15 to 25 cm of new snow can be found above 1800 m, which was redistributed by southerly winds in alpine and upper treeline terrain. This new snow will add to previous storm slabs that have formed over the last few days, which currently overlie older layers such as surface hoar, facets, and crusts.

A new breakable, melt-freeze crust is found at the surface at mid-elevation. The mid-November hard crust currently sits 60 to 120 cm deep with facets above and below. Some recent storm slabs have stepped down to this layer.

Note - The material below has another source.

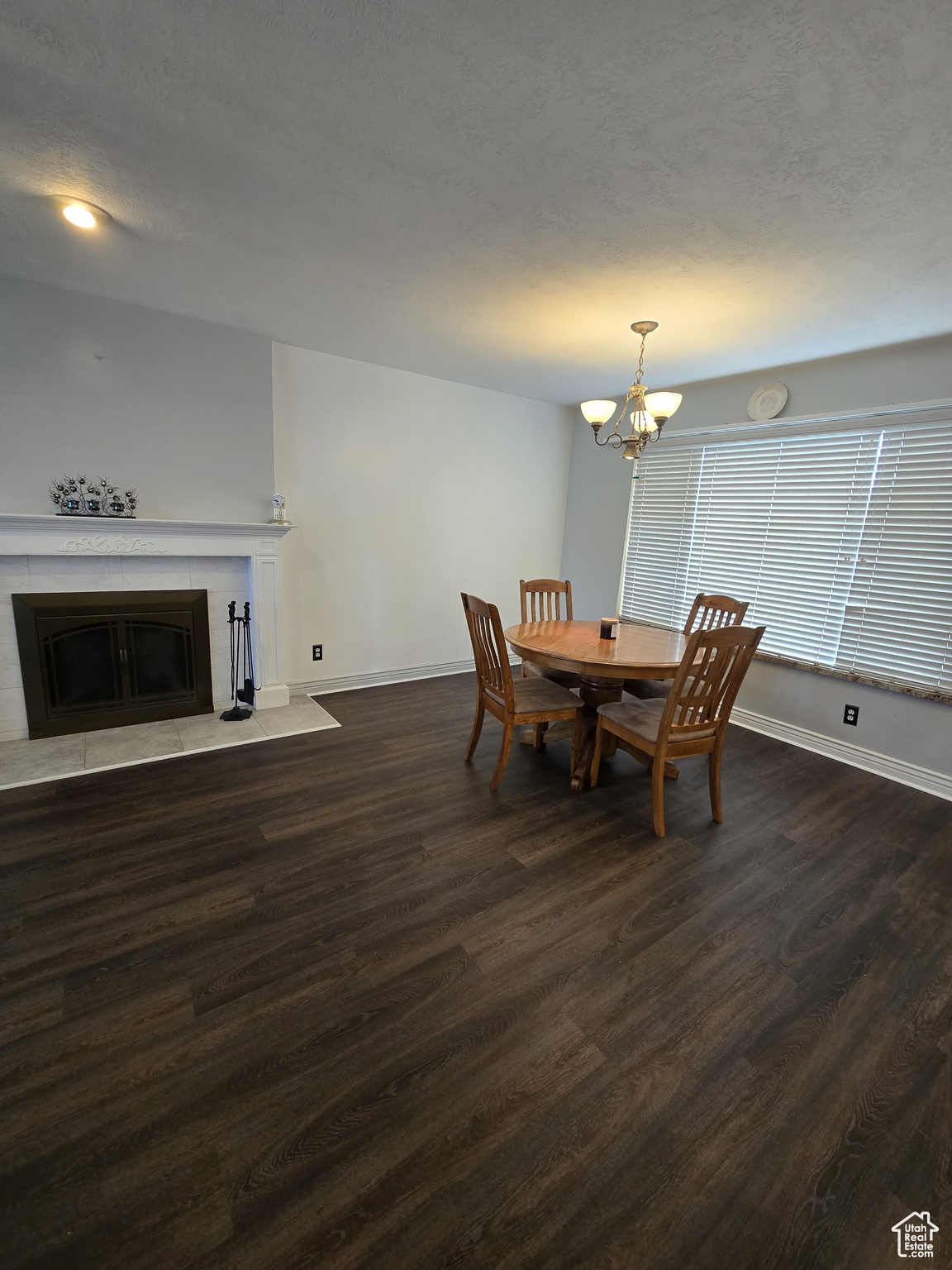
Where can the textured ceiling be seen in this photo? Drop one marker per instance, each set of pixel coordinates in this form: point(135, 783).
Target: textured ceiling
point(492, 191)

The snowpack height rapidly diminishes below 1100 m.

Weather Summary

Tuesday Night
Cloudy. Snow starting early evening. 50 km/h southwest ridgetop wind. Treeline temperature -3 °C. Freezing level 1500 m.

Wednesday
Cloudy. 30 to 50 mm of precipitation as snow or rain at treeline. 50 km/h southwest ridgetop wind. Treeline temperature 0°C. Freezing level rising to 1800 m.

Thursday
Mostly cloudy. 40 km/h northwest ridgetop wind. Treeline temperature -3 °C. Freezing level 1500 m.

Friday
Cloudy. 5 to 10 cm of snow. 30 km/h west ridgetop wind. Treeline temperature -4 °C. Freezing level 1200 m.

More details can be found in the Mountain Weather Forecast.

Terrain and Travel Advice

  • Avoid areas with overhead hazard.
  • Storm slabs in motion may step down to deeper layers resulting in large avalanches.
  • Loose avalanches may start small, but they can grow and push you into dangerous terrain.
  • Stick to simple terrain or small features with limited consequence.

Problems

Storm Slabs

Storm Slab avalanches are the release of a cohesive layer (a slab) of new snow that breaks within new snow or on the old snow surface. Storm-slabs typically last between a few hours and few days (following snowfall). Storm-slabs that form over a persistent weak layer (surface hoar, depth hoar, or near-surface facets) may be termed Persistent Slabs or may develop into Persistent Slabs.

Loose Wet

Loose Wet avalanches are the release of wet unconsolidated snow or slush. These avalanches typically occur within layers of wet snow near the surface of the snowpack, but they may quickly gouge into lower snowpack layers. Like Loose Dry Avalanches, they start at a point and entrain snow as they move downhill, forming a fan-shaped avalanche. Other names for loose-wet avalanches include point-release avalanches or sluffs. Loose Wet avalanches can trigger slab avalanches that break into deeper snow layers.